Flaky tests, part 4
We’ve had a flaky test for several weeks that always runs fine locally, but it sometimes failed in CI. Today I found the bug. The test should have been
fake_request = WSGIRequest()
fake_request.user = Struct([..snip..], is_staff=True)
[...snip...]
But there was a mistake. It actually looked like this:
fake_request = WSGIRequest
fake_request.user = Struct([..snip..], is_staff=True)
[...snip...]
Did you notice the error? There are no parenthesis after WSGIRequest
! This means that after this test has run the WSGIRequest
class is now accidentally monkey patched to have a new attribute user which mostly worked. The problem was that another test accessed request.user.is_authenticated
and there is no is_authenticated
flag on the Struct above, so that’s a crash.

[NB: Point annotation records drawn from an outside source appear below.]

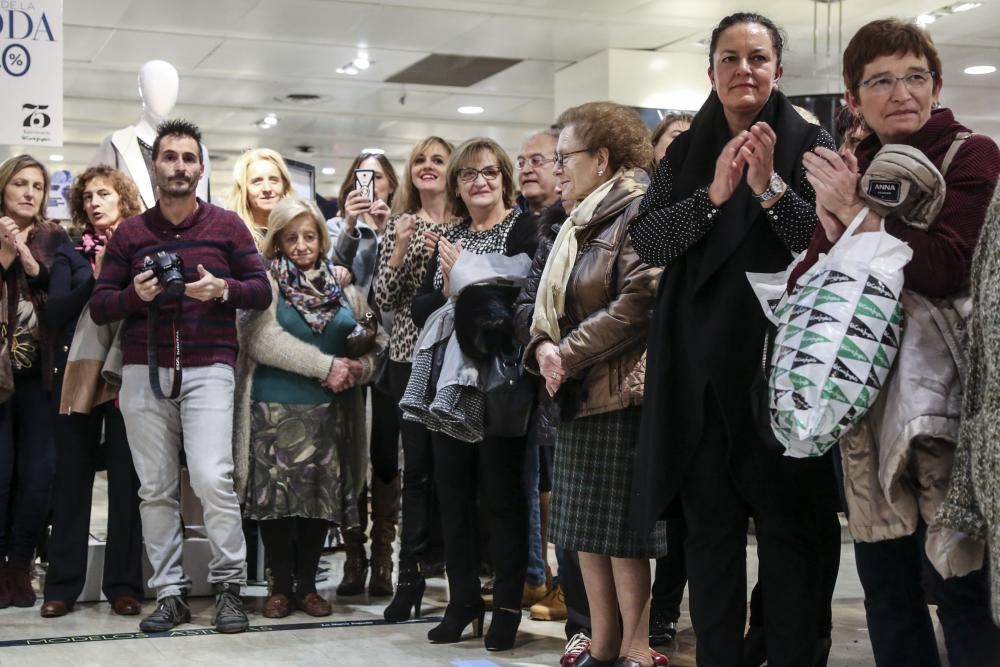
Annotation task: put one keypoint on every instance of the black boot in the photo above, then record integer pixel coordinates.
(409, 595)
(456, 618)
(503, 630)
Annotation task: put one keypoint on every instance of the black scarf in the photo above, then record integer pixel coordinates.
(707, 329)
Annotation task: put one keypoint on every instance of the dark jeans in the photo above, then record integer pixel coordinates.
(490, 471)
(293, 546)
(384, 443)
(671, 573)
(894, 574)
(78, 453)
(27, 468)
(420, 534)
(722, 488)
(571, 581)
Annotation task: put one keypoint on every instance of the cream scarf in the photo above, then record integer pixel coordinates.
(550, 300)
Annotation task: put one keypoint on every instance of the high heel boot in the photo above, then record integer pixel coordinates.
(385, 517)
(503, 630)
(456, 617)
(409, 595)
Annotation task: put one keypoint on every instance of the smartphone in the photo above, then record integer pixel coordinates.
(364, 182)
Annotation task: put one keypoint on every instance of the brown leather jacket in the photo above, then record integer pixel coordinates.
(609, 300)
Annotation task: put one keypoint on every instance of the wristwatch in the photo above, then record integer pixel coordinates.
(774, 188)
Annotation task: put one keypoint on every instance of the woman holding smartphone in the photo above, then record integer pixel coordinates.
(355, 237)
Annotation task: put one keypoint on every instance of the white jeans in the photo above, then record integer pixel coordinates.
(200, 420)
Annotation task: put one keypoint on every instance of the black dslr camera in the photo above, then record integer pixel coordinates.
(169, 270)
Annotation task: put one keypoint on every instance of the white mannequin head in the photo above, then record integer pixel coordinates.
(158, 87)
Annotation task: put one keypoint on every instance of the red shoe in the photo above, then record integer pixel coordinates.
(575, 647)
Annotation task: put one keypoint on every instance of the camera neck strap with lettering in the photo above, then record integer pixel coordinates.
(151, 357)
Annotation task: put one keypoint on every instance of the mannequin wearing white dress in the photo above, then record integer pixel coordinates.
(130, 148)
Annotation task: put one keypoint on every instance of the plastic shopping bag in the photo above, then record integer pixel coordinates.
(837, 337)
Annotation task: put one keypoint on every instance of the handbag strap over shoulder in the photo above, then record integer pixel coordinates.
(953, 150)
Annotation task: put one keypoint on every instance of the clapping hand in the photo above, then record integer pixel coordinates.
(344, 374)
(550, 366)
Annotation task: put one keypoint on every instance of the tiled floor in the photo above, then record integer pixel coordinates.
(92, 635)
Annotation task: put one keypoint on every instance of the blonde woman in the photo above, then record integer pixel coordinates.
(260, 180)
(420, 214)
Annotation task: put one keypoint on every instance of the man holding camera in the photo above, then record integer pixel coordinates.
(187, 265)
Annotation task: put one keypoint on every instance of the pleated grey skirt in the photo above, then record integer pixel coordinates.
(591, 485)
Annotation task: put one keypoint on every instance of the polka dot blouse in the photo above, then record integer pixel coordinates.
(665, 227)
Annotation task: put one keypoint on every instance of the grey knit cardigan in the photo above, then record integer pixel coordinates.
(972, 505)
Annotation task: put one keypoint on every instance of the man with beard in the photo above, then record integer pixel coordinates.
(534, 171)
(195, 352)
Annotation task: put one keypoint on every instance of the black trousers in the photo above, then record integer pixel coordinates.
(490, 471)
(721, 490)
(384, 443)
(671, 573)
(78, 454)
(420, 534)
(27, 467)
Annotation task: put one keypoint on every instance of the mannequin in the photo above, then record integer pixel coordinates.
(130, 149)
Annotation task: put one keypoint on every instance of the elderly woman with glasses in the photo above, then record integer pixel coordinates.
(892, 72)
(480, 186)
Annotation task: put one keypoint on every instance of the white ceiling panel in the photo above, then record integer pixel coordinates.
(182, 15)
(136, 47)
(83, 43)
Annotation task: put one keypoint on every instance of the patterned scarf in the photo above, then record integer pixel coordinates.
(316, 294)
(90, 242)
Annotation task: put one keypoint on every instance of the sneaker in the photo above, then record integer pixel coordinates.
(552, 607)
(532, 594)
(229, 614)
(170, 612)
(577, 645)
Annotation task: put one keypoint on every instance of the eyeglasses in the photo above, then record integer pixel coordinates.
(536, 161)
(884, 84)
(560, 160)
(489, 172)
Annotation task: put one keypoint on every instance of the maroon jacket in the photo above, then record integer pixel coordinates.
(942, 255)
(211, 236)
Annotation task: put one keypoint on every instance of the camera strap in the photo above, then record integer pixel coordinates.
(151, 360)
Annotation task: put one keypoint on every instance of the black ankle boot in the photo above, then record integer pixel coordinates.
(503, 630)
(409, 595)
(456, 617)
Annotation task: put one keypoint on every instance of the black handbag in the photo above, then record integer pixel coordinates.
(509, 396)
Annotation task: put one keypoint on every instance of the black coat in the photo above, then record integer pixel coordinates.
(707, 335)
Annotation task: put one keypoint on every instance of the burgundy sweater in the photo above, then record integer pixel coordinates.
(211, 236)
(942, 255)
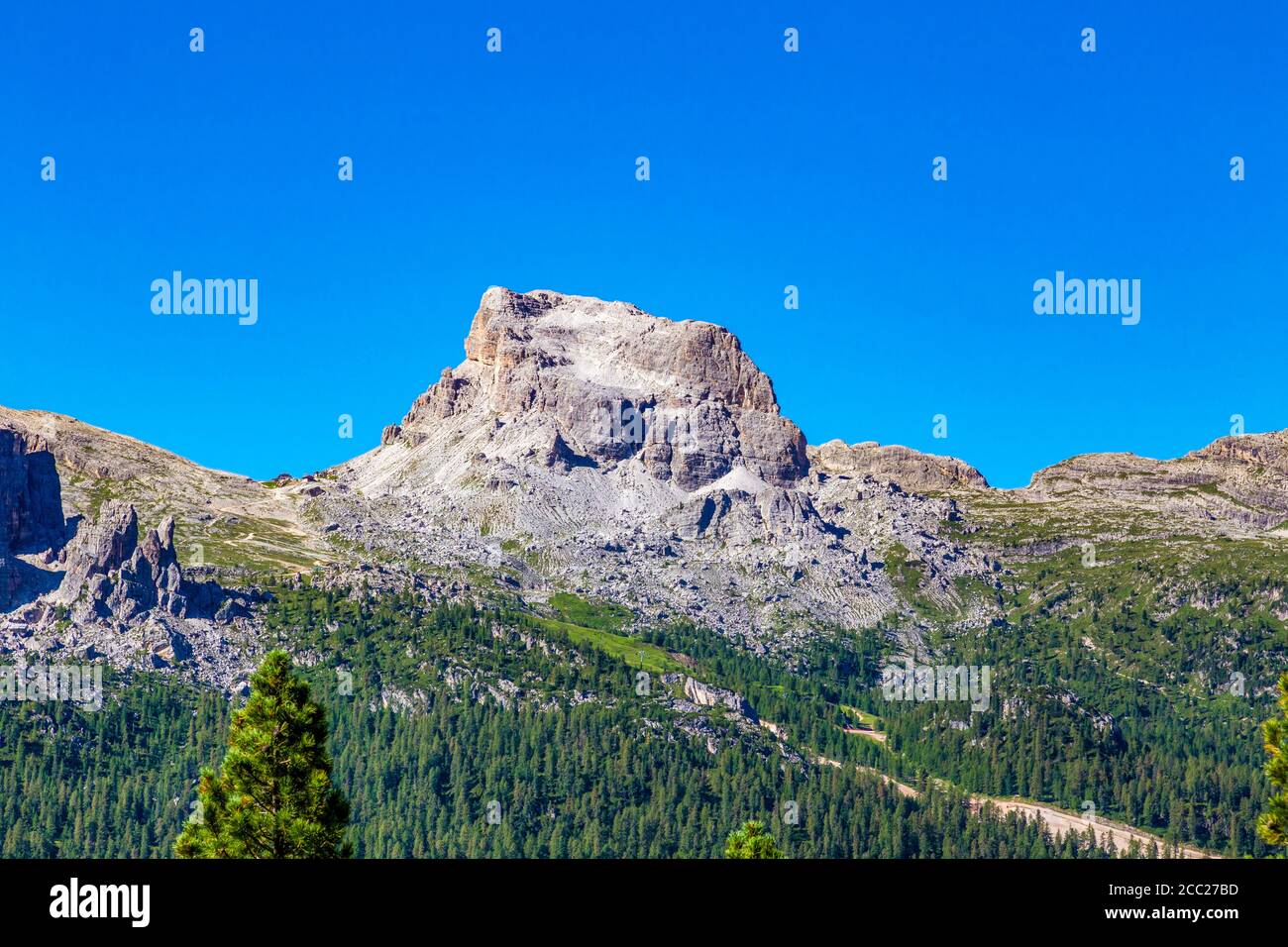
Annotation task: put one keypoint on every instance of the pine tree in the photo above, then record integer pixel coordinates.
(751, 841)
(273, 796)
(1273, 825)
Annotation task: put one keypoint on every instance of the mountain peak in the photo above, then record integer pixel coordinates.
(610, 384)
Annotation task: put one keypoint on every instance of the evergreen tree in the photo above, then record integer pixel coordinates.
(273, 797)
(1273, 823)
(751, 841)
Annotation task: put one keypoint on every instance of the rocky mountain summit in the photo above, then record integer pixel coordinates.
(590, 445)
(1235, 486)
(89, 583)
(31, 506)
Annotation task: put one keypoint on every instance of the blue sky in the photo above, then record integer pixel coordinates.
(768, 169)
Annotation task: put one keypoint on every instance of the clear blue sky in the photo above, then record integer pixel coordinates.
(518, 169)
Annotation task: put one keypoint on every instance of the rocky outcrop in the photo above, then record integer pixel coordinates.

The reason the test was flaky was because the ordering of tests isn’t strict because we use pytest-testmon on most builds to skip irrelevant tests, and on the main build we use a chunking system to split tests across multiple build machines, plus xdist to run them in parallel on each of those machines. this lowers the odds considerably that we run the test that monkey patches WSGIRequest and the test that cares that it is monkey patched. We also never run them locally together because one is a unit test and the other is an integration test.
Ideally this should be caught by some form of static analysis, but unfortunately it isn’t found by either flake8 or PyCharm.